The defendant answered, averring that in the year 1949 he and plaintiff entered into a contract whereby the latter secured from him some 5,000 feet of select dry virgin pine timber and' whereby he, the defendant, was to draw materials from plaintiff as needed, the market price thereof to be *322set up in payment of the 5,000 feet of pine, which was worth $125 per thousand. The prayer was that the indebtedness of $169.70 be declared extinguished by compensation and, assuming the position of plaintiff in re-convention, the defendant prayed for judgment against the plaintiff in the amount of $455.30.
Following trial on the merits the Court below awarded judgment in favor of the plaintiff as prayed for and in favor of the defendant for the identical amount. Both parties have appealed.
The itemized statement of account is for purchases made between November 14, 1952 and March 21, 1955, totaling $269.70. The sum of $100 was paid by defendant on account on September 18, 1954, leaving due the balance sued for, i. e., $169.70. The correctness of this amount as being due the plaintiff is admitted by both defendant and his counsel; hence, the only question presented by the appeal is the defendant’s claim for compensation and the reconven-tional demand.
The record is made up almost entirely of the testimony of the principals and, needless to say, there is considerable conflict in their testimony. The plaintiff admitted that as the result of some arrangement with the defendant he had gotten some 2,461 feet of lumber from him. However, he testified that the defendant had drawn lumber from him and that, on September 25, 1950, owed a balance of $110.09, which he paid by check on that date. He testified further that on January 24, 1951, defendant bought $148.44 worth of lumber from him, which he paid for by check on October 30, 1952, and that this payment evened up their account as of that time. The amount sued for, he stated, is for purchases made by defendant since October 30, 1952, since which time the plaintiff had drawn no lumber from the defendant.
In support of his testimony the plaintiff offered certain records, deposit slips, account slips, etc. The defendant’s testimony, on the other hand, is most unsatisfactory. He admits that he kept no records whatsoever and offers no satisfactory explanation as to why he paid on account at various times where the plaintiff actually owed him the sum of $625.

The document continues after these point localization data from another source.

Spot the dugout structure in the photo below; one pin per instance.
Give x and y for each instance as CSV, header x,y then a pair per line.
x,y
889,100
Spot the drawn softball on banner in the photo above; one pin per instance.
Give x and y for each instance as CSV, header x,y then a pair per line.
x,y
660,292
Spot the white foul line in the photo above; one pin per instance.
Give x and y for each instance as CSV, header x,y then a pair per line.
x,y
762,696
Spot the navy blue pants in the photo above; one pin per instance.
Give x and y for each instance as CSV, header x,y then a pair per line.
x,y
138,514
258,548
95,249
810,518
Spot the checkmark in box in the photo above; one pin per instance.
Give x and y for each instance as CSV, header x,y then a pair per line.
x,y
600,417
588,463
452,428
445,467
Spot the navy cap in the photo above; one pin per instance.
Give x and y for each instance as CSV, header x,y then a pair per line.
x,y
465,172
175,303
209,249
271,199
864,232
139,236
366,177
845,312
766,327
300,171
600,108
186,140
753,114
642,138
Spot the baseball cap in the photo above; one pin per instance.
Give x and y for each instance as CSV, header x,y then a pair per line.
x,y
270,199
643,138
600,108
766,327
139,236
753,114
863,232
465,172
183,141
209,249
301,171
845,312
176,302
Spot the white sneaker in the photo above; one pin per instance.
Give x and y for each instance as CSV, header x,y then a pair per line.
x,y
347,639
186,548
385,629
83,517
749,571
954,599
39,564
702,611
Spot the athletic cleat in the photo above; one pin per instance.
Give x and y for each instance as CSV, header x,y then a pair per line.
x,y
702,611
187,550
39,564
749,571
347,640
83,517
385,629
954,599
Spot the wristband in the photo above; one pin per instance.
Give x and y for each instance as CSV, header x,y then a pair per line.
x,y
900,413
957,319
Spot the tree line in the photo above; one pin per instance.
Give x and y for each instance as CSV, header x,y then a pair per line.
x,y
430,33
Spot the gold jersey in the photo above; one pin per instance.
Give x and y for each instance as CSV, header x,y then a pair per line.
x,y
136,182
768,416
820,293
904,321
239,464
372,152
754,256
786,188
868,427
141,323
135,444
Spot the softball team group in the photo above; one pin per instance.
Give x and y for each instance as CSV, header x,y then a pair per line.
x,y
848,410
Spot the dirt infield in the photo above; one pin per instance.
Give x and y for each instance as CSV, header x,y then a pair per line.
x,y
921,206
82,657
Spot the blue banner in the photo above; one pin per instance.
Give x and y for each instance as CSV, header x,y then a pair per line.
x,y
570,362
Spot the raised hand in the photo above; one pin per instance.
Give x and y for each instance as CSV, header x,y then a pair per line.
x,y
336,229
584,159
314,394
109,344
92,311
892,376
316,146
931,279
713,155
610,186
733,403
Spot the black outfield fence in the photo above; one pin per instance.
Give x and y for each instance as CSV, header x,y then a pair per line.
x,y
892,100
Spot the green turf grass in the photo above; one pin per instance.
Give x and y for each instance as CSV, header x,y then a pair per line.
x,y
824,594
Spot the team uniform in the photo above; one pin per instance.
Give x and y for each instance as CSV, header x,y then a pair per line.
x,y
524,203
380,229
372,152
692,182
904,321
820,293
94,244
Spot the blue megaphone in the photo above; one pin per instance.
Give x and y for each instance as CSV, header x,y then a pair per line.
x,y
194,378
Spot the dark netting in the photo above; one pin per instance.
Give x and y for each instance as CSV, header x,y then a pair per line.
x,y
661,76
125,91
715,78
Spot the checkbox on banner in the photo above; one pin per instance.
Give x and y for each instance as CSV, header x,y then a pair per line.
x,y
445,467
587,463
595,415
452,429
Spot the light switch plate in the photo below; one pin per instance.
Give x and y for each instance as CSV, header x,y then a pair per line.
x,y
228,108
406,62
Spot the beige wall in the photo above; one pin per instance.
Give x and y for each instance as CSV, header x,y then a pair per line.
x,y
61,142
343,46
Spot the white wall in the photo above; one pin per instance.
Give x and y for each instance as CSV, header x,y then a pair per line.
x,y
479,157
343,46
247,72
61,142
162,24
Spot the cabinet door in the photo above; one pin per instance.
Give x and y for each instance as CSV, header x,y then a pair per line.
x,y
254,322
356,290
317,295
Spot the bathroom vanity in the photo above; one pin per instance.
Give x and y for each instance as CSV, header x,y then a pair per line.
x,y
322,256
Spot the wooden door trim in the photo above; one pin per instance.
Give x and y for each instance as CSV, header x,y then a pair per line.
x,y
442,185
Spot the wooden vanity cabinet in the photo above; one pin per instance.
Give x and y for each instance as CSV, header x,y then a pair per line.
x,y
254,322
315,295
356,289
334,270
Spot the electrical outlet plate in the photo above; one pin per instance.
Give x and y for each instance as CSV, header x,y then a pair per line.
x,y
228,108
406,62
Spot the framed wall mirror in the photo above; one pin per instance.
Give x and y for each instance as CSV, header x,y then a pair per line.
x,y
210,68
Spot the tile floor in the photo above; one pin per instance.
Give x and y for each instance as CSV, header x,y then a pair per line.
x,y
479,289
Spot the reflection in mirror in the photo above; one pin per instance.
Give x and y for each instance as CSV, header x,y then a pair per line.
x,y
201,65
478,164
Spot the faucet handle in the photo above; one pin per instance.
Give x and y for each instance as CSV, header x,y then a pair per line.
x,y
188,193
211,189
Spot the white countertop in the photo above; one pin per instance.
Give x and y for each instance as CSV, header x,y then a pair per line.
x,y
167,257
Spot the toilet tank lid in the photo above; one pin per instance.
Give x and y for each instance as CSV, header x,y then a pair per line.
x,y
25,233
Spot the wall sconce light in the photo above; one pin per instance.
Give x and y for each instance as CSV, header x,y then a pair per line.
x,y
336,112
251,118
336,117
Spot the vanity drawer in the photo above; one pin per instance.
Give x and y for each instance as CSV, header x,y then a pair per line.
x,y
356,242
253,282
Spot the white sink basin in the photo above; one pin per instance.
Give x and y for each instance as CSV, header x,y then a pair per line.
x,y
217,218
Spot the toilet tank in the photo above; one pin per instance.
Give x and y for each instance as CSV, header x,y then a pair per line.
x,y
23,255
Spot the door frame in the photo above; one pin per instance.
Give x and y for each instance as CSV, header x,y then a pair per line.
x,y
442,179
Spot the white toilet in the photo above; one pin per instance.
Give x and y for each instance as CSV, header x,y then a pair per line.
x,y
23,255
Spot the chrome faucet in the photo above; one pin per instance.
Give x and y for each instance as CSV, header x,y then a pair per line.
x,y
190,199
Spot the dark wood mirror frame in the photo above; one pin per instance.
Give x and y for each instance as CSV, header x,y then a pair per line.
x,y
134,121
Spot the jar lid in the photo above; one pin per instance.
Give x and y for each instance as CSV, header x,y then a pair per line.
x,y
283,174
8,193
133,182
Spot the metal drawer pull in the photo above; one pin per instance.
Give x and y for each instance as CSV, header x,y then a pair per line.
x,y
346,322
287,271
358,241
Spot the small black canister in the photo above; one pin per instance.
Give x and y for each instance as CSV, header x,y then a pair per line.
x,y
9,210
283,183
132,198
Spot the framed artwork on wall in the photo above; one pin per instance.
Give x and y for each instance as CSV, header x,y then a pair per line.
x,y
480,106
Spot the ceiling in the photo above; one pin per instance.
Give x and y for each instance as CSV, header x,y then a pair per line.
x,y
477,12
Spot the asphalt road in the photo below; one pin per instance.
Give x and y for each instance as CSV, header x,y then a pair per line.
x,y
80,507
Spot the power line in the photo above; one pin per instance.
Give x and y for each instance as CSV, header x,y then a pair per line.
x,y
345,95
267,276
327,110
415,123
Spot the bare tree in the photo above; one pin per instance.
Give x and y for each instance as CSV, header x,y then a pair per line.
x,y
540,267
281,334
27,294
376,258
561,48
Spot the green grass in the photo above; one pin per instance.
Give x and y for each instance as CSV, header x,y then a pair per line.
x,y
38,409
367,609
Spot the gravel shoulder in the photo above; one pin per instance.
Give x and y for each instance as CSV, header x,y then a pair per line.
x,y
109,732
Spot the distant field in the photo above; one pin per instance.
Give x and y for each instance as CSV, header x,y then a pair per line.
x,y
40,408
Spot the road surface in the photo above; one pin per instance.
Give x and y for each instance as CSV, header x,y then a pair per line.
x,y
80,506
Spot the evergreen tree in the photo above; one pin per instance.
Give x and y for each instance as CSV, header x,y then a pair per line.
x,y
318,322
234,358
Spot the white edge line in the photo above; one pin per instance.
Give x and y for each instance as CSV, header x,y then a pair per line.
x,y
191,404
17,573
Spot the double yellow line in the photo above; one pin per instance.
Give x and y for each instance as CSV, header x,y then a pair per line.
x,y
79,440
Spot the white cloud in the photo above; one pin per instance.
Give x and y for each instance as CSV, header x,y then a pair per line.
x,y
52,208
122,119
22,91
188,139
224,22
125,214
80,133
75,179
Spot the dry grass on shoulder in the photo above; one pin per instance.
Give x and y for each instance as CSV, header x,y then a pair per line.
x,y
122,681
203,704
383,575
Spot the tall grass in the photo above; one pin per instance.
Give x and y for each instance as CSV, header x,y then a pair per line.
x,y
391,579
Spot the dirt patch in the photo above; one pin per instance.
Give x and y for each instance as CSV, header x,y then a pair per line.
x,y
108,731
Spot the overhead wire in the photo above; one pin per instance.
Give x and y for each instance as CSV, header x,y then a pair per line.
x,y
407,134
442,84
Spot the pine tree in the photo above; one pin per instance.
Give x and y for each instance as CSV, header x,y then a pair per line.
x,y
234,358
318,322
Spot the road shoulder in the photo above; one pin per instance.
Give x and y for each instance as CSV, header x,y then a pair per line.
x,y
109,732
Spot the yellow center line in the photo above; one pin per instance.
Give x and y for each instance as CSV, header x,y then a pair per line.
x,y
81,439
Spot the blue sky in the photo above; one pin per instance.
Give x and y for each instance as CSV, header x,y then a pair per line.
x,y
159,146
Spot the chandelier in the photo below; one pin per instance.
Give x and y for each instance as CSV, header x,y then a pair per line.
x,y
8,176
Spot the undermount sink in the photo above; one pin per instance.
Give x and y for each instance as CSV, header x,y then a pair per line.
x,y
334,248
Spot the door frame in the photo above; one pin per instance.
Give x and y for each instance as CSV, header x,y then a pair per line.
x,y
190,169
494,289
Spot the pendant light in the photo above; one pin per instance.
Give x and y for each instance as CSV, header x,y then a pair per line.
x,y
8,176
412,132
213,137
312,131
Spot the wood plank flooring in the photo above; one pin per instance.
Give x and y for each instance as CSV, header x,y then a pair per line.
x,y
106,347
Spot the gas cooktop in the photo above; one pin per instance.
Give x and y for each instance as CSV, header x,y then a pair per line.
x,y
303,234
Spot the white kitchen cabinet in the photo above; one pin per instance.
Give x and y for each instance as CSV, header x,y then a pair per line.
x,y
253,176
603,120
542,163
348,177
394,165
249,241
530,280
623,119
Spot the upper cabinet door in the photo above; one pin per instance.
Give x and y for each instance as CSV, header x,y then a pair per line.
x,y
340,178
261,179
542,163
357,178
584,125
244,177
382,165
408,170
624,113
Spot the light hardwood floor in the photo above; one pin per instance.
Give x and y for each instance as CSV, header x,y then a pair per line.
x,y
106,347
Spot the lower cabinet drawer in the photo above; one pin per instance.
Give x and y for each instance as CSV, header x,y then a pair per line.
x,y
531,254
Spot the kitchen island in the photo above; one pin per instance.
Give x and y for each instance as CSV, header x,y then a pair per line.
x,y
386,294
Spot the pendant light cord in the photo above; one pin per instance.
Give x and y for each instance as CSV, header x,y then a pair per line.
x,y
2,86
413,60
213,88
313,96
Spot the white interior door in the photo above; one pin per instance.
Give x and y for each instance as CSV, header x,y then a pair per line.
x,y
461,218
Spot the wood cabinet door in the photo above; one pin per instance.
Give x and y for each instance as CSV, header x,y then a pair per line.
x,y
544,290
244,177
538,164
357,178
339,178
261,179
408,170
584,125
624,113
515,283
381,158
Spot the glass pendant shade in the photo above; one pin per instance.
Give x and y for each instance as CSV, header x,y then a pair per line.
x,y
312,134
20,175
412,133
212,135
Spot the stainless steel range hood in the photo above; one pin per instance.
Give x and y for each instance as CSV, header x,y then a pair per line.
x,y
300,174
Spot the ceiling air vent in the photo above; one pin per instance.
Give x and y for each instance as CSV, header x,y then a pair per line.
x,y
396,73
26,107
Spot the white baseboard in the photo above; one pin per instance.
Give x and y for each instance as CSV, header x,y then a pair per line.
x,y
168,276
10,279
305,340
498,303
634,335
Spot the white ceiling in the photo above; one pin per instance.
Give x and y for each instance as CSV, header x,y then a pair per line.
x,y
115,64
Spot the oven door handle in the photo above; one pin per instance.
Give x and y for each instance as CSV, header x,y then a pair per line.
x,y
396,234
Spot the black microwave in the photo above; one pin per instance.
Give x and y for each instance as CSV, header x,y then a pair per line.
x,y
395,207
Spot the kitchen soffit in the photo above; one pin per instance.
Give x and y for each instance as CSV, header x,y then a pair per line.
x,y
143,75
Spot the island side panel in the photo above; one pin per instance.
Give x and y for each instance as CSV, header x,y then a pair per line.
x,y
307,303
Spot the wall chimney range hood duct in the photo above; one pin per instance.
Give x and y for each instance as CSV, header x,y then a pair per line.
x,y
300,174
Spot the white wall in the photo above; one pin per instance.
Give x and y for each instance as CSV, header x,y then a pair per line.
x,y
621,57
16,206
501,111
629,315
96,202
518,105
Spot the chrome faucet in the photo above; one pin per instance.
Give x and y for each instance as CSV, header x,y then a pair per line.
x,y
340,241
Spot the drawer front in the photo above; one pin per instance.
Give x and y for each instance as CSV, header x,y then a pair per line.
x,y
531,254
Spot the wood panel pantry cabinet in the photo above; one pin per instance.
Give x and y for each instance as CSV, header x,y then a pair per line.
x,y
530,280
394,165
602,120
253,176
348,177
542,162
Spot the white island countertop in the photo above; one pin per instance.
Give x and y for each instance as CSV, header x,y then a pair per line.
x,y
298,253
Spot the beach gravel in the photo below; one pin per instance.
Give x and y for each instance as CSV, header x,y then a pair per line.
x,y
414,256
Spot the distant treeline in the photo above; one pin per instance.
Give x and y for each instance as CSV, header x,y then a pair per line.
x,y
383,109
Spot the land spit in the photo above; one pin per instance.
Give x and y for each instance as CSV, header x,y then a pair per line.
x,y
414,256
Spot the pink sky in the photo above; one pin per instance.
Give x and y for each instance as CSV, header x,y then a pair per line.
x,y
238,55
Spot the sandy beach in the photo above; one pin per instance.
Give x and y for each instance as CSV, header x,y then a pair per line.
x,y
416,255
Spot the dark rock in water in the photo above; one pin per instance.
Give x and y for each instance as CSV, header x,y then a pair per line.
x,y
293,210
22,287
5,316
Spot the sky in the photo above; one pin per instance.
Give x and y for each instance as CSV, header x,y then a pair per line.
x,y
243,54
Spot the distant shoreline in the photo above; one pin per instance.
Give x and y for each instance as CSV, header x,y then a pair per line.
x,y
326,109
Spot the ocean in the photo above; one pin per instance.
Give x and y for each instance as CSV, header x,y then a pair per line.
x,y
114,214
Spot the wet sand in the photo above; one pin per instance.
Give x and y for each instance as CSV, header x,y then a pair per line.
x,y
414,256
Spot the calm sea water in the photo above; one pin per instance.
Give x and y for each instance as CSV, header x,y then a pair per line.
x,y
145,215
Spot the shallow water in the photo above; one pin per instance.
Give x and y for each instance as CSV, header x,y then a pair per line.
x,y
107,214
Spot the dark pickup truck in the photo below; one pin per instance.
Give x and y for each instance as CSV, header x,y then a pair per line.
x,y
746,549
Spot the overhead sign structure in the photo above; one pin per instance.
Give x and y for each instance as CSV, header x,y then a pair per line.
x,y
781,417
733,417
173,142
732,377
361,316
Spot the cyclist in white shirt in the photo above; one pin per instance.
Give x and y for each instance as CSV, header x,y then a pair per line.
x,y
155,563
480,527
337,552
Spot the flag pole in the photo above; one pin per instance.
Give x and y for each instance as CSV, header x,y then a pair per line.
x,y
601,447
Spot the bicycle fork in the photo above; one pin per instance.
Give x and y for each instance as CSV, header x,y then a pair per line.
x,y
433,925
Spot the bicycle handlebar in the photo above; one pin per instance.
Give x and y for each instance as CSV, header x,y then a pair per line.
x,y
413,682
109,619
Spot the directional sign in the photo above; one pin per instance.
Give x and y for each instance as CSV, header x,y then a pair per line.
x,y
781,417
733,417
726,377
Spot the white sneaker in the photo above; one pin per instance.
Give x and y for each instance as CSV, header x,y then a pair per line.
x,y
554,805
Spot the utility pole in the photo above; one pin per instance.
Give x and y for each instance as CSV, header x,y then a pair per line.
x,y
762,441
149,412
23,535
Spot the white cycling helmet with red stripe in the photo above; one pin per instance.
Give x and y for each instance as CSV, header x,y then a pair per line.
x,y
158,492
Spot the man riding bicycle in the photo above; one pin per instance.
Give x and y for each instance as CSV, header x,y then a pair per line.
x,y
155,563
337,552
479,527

It is well settled that a recon-ventional demand must be proved with reasonable certainty. See Pillsbury Mills, Inc., v. Chehardy, 231 La. 111, 90 So.2d 797. The record in this case, we believe, falls far short of proving the reconventional demand awarded by the trial judge and same should, therefore, be disallowed.
For the reasons assigned the judgment appealed from is reversed insofar as it awards to defendant, Jackson H. Babers, the sum of $169.70, but in all other respects is affirmed. Costs to be paid by defendant, Jackson H. Babers.
Judgment amended and as amended affirmed.